Ropak ran to Top. “There’s too many soldiers here, and we have a friend to help.”

“You’re right,” Top said, smacking the frying pan into troops without even looking—or maybe they just knocked over some shelves and vases. “I think we’ve leveled up against basic enemies enough.”

“Wait, what?”

“Let’s get going!” Top bounced off Thraundlus soldiers to the food cart and jumped on.

Unfortunately, the engine was out of gas. Or rather the bottle of bubbling suds Top had used to shoot the cart out in the first place was out of the indistinguishable liquid that had been inside.

“It’s out of juice!” Top said. “Or was it wine? Hex, it might’ve been a soda of some kind.”

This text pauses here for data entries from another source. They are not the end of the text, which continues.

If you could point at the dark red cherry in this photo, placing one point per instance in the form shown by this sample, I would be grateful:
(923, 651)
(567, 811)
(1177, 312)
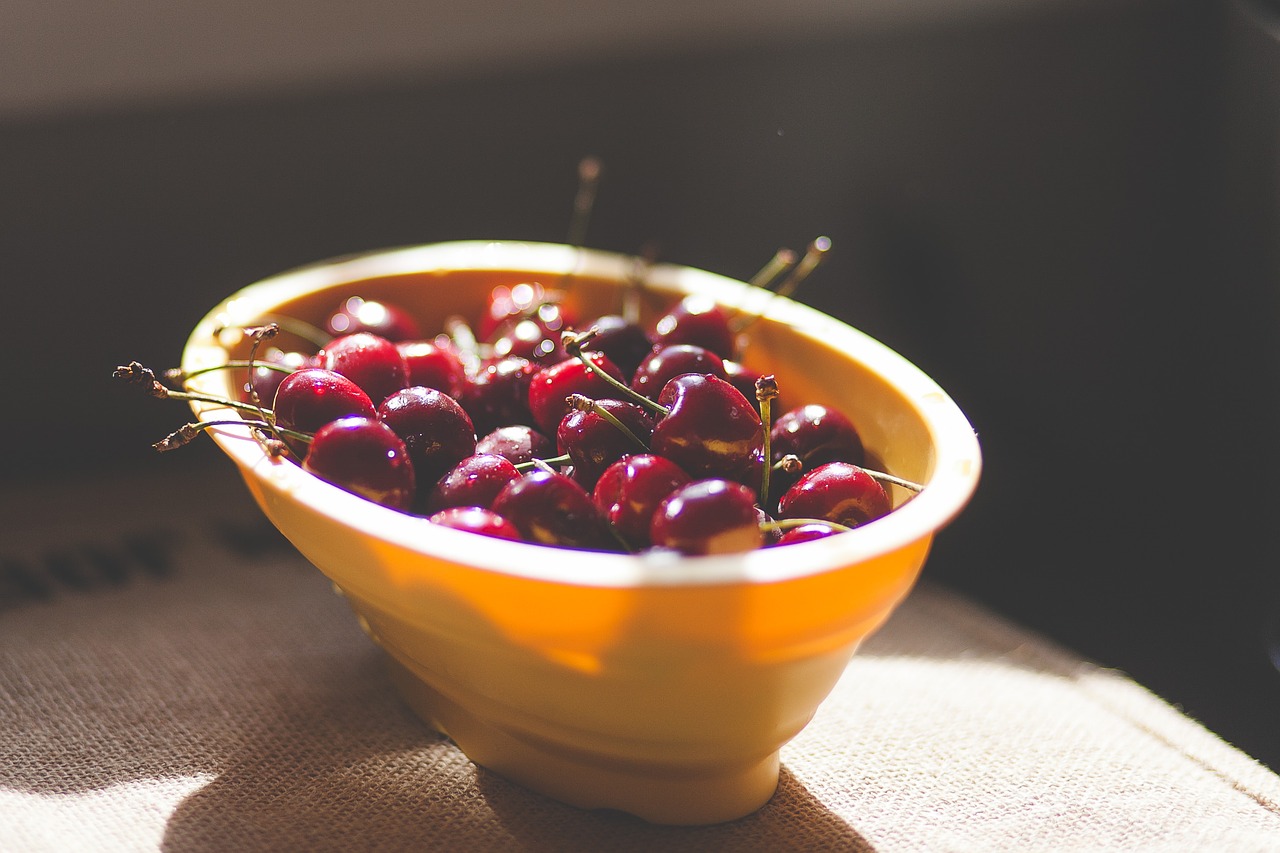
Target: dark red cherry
(626, 343)
(593, 442)
(744, 379)
(630, 491)
(433, 425)
(698, 320)
(711, 429)
(475, 519)
(553, 510)
(667, 363)
(266, 381)
(817, 434)
(551, 388)
(516, 443)
(498, 395)
(434, 364)
(472, 482)
(312, 397)
(836, 492)
(370, 361)
(365, 456)
(383, 319)
(708, 516)
(805, 533)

Ropak jumped onto the cart’s edge. “Just leave it to me.” He kicked the wall and shoved the cart ahead, keeping momentum by pushing against the floor. With this makeshift scooter-wagon they raced past fighting troops, including Herbitan.

“Where in the high hex of this kingdom are you two going?” Herbitan yelled.

“Sorry, ma’am,” Ropak shouted, “but we have a friend to help, and we’re not going to blow it this time.”

“Bye!” Top said, waving at Herbitan. “We’re awesome!” They rode out of the room and down the hallways. It was time to get to Alden’s aid.